You can best learn what type of campground you prefer with a bit of first-hand experience. On a trip with your rented or borrowed camper, book a variety of different types of campgrounds. Make notes of what you like and don’t like about each, and talk to your family or travel companions about which ones they enjoyed. Were there any places you really wanted to stay but were not able to due to the limitations of your camper? Did you feel comfortable or safe in one type of campground over another? These are telling signs.
5. Analyze the Cost and Benefit
There are many different ways to RV camp, and they fall all along the cost spectrum.
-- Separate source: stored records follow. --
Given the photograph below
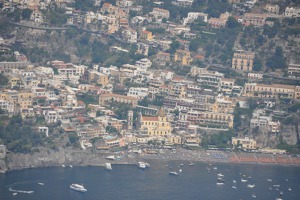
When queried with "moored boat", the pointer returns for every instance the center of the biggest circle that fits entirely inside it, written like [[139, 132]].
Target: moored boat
[[110, 157], [244, 180], [78, 187], [141, 165], [220, 181], [173, 173], [108, 166]]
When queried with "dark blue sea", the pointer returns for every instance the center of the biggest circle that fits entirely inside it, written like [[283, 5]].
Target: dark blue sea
[[130, 182]]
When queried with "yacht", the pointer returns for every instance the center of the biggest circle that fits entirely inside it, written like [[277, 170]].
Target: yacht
[[141, 165], [250, 186], [110, 157], [173, 173], [108, 166], [78, 187], [220, 181], [147, 165]]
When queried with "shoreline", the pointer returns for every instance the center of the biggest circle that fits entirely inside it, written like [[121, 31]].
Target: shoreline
[[86, 159]]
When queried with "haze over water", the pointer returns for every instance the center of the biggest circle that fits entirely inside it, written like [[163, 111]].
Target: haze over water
[[129, 182]]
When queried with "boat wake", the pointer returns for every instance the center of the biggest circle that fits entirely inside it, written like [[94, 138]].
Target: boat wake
[[21, 191]]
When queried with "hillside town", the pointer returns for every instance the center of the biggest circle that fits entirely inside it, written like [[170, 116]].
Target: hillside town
[[163, 80]]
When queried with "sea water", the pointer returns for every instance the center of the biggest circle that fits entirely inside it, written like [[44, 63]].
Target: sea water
[[130, 182]]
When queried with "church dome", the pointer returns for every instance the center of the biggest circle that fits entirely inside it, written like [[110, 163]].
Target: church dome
[[161, 113]]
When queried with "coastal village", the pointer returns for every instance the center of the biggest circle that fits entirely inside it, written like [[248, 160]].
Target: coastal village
[[176, 95]]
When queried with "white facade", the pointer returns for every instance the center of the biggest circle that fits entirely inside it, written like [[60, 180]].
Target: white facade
[[139, 93], [143, 64], [7, 106], [292, 12]]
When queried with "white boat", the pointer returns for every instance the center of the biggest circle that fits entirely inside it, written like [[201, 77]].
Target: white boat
[[141, 165], [78, 187], [110, 157], [108, 166], [147, 165], [220, 181], [250, 186], [173, 173], [190, 163], [276, 185]]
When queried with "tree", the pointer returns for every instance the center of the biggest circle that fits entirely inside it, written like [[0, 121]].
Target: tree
[[277, 60], [174, 46], [26, 13], [232, 22], [3, 80], [257, 64]]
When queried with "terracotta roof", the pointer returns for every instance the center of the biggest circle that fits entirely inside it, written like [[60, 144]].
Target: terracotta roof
[[149, 118], [117, 95]]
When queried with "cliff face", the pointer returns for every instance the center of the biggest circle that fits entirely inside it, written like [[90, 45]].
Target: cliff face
[[48, 158], [289, 133]]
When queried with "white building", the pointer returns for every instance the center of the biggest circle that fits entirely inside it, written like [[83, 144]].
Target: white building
[[143, 64], [52, 116], [292, 12], [7, 106], [138, 92], [192, 16]]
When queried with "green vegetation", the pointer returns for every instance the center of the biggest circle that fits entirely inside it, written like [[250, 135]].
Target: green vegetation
[[220, 140], [87, 98], [3, 81], [26, 13], [277, 60], [18, 136]]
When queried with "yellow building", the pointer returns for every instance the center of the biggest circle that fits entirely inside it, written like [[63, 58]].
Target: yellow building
[[98, 77], [271, 91], [146, 35], [243, 61], [156, 126], [14, 81], [182, 56], [245, 143]]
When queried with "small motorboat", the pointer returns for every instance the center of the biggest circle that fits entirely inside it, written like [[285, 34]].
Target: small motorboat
[[251, 185], [173, 173]]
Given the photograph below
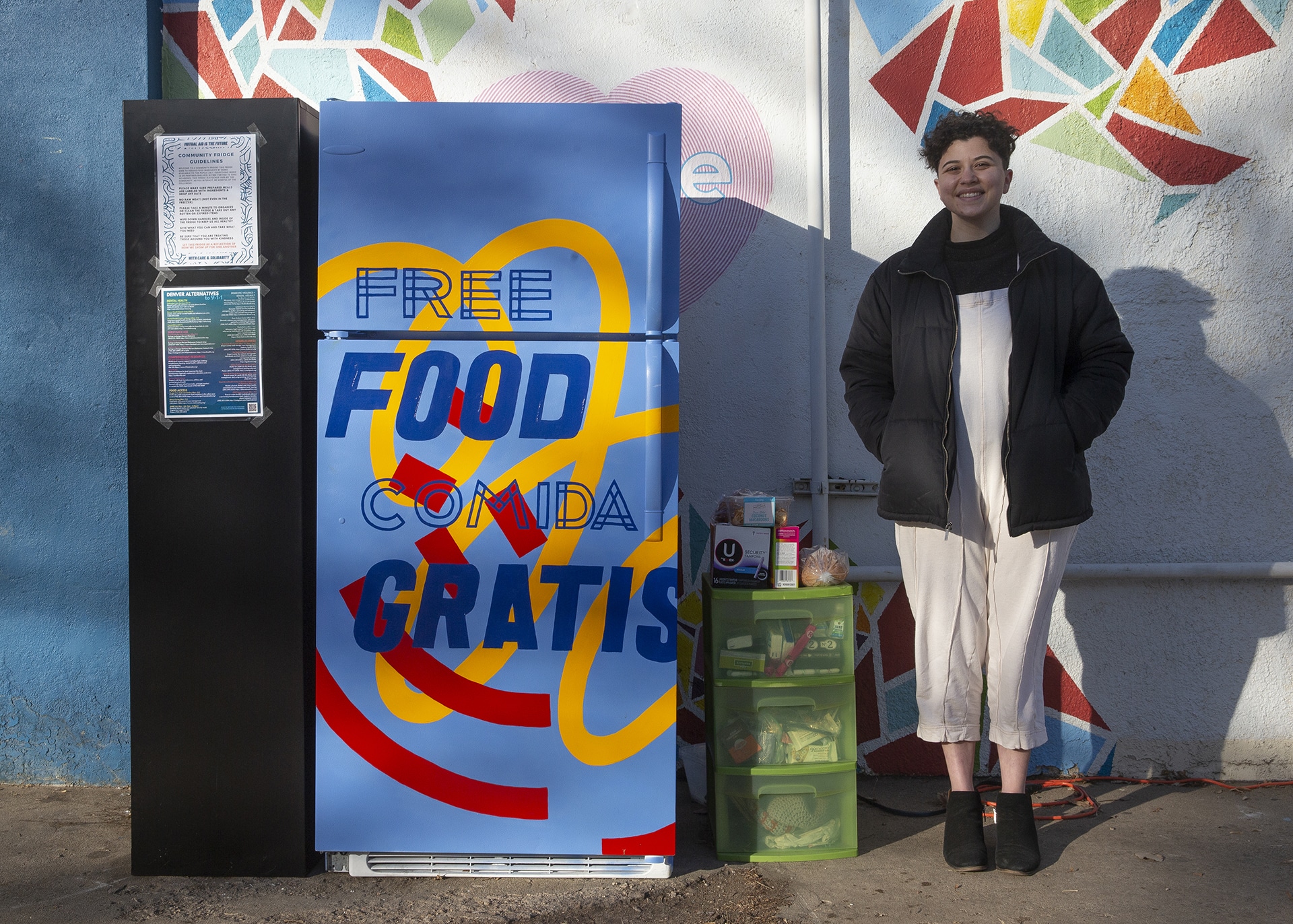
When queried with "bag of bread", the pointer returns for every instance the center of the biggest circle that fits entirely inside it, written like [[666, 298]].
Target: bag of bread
[[822, 566]]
From a used pop-up camper that you score for under $5,000 to the expedition-style camper that grazes a million dollars, camping can be as expensive or as affordable as you choose to make it. That being said, it’s often more costly than some people realize. Between your camper and accessories, campground fees, insurance, and gas prices, the costs can add up quickly.
If you only camp a week or two a year, what level of camper makes the most sense for you to purchase? Only you can answer that question, but renting or borrowing an RV can help you get a sense of the expense. Rent an RV for a week-long road trip and make all the decisions you’d make on any great adventure. Keep track of the costs and use that information to help you decide what type and size of camper fit your budget, comfort level, and travel style.
The freedom of a cross-country adventure, or your forever weekend vacation, might be just one rental away.